Pudukudy et al. [9] investigated the Ni/SBA-15 catalyst promoted with Pd for the thermo catalytic decomposition of methane into COx-free hydrogen. The catalyst characterization techniques used, indicated that the addition of Pd increased the crystalline of NiO, allowing for the fine dispersion of NiO on the SBA-15 support and increasing the surface area of Ni/SBA-15 catalyst.
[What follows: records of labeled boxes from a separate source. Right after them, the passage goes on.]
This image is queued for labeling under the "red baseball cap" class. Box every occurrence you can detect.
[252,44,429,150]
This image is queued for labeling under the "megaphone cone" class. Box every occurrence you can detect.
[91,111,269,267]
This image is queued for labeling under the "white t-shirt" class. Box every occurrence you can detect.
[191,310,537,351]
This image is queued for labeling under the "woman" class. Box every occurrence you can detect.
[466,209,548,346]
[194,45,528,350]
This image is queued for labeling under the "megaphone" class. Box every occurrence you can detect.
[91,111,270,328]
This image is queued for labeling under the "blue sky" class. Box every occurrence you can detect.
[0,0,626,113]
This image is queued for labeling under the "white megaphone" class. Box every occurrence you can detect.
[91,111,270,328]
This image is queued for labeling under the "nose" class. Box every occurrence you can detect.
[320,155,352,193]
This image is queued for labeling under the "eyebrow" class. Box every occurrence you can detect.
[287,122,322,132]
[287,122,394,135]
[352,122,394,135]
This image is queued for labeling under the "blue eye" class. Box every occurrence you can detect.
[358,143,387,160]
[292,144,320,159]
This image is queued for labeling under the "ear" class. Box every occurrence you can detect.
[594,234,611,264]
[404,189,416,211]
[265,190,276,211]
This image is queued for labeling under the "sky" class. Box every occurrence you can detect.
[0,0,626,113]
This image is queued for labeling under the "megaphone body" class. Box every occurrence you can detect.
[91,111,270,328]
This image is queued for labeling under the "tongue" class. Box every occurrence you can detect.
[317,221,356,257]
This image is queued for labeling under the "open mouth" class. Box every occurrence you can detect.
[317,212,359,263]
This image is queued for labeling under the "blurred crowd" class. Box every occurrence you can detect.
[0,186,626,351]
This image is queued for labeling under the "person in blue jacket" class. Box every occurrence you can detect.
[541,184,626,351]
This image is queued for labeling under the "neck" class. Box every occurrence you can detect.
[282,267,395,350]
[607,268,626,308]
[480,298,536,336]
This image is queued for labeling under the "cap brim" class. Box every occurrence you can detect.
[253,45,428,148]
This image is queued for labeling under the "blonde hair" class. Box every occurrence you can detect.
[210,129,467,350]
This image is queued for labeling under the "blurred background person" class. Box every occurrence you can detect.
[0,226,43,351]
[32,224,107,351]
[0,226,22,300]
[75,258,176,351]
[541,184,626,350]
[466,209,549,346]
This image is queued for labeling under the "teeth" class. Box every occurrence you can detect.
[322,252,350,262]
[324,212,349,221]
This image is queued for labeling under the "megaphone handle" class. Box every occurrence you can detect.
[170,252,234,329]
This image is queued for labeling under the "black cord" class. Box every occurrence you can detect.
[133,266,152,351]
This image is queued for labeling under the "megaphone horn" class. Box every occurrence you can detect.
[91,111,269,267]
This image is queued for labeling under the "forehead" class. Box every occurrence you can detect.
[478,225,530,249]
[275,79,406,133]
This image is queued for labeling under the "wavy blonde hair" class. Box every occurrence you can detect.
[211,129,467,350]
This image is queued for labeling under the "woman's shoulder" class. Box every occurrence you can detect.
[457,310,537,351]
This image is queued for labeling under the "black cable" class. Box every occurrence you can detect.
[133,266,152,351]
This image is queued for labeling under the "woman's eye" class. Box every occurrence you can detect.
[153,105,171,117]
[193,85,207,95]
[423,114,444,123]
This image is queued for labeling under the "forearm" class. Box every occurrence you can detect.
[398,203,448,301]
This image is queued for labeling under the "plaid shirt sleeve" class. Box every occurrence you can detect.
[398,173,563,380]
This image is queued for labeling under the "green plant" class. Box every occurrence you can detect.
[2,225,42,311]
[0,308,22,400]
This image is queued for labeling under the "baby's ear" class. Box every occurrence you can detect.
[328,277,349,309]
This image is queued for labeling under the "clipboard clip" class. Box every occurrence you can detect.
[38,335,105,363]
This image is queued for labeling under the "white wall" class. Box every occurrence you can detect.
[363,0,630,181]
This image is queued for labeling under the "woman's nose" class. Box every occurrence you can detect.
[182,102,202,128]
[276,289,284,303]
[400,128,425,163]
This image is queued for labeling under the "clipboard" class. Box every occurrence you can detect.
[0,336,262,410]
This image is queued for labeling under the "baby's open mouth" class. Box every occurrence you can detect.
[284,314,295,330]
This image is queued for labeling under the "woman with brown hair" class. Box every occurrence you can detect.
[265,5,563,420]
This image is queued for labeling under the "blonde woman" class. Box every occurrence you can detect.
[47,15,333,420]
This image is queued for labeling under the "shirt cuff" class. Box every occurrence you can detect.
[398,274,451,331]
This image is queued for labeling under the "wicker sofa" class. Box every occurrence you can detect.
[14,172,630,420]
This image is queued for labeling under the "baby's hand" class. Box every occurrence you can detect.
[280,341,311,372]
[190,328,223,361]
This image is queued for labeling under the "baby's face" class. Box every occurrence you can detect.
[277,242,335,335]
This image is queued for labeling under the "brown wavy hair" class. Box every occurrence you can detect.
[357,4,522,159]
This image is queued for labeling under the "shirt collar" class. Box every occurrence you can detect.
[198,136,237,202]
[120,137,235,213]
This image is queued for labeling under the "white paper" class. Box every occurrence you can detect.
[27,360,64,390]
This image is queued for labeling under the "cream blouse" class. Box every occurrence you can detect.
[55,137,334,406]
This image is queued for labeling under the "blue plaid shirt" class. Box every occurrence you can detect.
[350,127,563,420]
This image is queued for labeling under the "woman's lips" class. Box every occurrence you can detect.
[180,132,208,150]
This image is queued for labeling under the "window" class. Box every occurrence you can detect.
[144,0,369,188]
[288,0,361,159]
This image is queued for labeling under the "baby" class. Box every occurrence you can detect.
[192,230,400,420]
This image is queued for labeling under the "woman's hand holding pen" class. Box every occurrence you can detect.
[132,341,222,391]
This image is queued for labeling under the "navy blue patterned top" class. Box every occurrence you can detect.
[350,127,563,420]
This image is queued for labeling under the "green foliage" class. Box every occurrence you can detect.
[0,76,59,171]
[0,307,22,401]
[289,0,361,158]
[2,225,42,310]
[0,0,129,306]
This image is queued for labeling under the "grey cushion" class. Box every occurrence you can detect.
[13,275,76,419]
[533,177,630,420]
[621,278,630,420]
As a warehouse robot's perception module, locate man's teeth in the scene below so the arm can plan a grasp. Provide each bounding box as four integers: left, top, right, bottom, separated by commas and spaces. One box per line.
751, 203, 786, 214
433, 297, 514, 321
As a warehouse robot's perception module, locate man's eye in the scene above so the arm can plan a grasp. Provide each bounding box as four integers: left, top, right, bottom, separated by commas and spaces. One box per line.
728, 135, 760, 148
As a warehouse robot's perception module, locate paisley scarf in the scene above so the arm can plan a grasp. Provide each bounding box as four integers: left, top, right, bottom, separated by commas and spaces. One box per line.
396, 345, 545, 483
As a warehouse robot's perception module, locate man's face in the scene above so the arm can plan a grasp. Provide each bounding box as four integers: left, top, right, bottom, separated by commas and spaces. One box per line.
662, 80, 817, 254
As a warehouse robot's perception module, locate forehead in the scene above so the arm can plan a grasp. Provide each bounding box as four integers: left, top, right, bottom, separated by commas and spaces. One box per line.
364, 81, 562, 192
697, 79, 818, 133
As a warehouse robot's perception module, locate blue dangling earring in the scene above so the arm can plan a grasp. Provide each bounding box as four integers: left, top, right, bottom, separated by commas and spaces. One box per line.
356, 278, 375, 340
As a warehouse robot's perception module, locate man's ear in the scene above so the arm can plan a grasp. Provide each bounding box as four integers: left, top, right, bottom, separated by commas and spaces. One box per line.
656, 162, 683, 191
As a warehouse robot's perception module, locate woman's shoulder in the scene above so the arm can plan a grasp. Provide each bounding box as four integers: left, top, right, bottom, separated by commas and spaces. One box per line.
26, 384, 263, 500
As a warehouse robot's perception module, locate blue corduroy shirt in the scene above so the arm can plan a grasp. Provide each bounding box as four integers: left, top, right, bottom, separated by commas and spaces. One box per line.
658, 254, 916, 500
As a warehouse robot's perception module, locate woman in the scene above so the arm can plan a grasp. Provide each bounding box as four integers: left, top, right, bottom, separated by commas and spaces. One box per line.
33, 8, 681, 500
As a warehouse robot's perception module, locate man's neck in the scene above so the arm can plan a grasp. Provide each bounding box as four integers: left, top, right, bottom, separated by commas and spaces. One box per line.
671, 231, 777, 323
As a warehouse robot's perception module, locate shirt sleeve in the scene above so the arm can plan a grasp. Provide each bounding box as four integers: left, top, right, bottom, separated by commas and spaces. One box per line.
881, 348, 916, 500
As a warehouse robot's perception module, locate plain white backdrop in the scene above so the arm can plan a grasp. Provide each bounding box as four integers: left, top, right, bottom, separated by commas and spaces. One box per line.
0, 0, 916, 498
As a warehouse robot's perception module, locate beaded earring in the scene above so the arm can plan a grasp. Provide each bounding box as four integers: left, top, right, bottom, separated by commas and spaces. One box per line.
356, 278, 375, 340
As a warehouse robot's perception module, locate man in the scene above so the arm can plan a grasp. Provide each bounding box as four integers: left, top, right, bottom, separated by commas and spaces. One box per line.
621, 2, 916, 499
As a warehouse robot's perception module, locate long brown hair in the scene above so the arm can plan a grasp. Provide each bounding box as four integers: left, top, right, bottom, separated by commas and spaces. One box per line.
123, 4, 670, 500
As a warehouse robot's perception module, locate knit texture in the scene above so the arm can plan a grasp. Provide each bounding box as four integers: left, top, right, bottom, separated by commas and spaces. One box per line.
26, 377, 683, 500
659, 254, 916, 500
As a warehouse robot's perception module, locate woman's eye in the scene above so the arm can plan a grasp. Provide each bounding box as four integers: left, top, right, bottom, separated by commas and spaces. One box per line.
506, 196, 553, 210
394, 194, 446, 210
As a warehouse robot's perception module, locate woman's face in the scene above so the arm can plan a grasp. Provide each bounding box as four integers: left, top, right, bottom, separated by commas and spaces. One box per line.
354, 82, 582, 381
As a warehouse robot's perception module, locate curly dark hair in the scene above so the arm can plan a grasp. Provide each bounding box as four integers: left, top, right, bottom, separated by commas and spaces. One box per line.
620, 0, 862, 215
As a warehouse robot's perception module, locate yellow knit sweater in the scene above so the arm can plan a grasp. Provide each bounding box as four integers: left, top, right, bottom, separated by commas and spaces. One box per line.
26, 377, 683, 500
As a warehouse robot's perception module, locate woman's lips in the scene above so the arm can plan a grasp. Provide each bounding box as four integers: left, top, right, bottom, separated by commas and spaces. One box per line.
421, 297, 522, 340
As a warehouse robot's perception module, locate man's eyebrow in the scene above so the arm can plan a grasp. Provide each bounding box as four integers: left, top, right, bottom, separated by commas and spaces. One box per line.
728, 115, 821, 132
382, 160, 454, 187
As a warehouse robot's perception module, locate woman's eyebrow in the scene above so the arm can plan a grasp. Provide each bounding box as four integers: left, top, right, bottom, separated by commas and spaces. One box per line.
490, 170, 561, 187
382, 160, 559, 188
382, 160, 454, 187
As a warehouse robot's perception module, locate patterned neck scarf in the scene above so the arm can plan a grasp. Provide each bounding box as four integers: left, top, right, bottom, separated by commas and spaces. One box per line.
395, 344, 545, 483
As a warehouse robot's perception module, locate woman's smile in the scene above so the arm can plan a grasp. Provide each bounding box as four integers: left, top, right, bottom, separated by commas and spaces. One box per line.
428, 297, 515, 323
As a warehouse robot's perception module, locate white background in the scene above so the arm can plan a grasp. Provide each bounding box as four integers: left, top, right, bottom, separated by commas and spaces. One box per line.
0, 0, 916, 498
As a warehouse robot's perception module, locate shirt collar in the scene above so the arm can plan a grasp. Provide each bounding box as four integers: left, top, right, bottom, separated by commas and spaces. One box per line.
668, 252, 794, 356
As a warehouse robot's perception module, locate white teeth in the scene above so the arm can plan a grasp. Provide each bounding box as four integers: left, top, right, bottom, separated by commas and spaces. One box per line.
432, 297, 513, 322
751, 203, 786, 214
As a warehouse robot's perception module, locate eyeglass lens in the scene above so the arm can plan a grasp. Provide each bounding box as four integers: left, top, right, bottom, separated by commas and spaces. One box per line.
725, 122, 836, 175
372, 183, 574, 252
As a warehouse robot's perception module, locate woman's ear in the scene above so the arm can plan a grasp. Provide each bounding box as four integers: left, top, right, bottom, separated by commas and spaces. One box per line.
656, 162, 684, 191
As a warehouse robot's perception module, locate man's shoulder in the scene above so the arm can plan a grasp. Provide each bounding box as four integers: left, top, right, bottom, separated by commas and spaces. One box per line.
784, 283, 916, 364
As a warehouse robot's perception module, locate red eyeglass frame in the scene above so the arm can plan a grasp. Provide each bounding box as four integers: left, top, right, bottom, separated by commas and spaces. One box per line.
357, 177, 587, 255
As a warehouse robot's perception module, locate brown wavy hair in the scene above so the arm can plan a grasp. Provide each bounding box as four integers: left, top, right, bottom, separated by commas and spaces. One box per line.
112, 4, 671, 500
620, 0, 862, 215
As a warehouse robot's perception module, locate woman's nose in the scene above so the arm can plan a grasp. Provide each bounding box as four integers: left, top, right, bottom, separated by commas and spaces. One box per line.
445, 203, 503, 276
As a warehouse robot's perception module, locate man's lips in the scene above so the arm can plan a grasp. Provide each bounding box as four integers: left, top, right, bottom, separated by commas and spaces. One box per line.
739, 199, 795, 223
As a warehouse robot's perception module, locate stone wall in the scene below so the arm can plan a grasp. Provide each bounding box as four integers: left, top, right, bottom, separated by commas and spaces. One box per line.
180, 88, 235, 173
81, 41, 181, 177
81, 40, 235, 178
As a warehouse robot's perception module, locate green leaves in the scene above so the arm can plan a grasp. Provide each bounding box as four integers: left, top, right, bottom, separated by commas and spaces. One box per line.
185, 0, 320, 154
The aim of the present study is the preparation and testing of Pd/SBA-15 catalyst regarding ethanol conversion and hydrogen selectivity in ethanol steam reforming process. The purpose of better understanding the performance of Pd/SBA-15 catalyst for steam reforming process, neural networks were applied in the present study.

A class of estimation methods is based on the flexibility and accuracy of the artificial neural networks (ANN). The neural networks represent a branch of the artificial intelligence, which is accepted as a new computing technology. The principle behind the neural network is to simulate the structure and functioning of the biological neural networks [10].

Umegaki et al. [11] proposed to develop a Cu-based catalyst for steam reforming of methanol using an artificial neural network. The authors applied ANN to improve the performance of the Cu-Pr-Ti catalyst by optimizing the catalyst composition and the preparation conditions.

Omata et al. [12] used artificial neural network in the oxidative reforming of methane, as a kind of function considering that the inputs are physicochemical properties of elements and outputs are catalytic activities.

Song et al. [13] use the artificial neural network to design an optimum catalyst for the production of hydrogen by the reforming of ethanol based on determining the inter-relationship between catalyst-preparation methods, metal loading catalyst characteristics and catalyst performance. Specifically ANN was used to determine the optimum catalyst conditions for obtaining maximum hydrogen production performance of a Ni/Al2O3 catalyst.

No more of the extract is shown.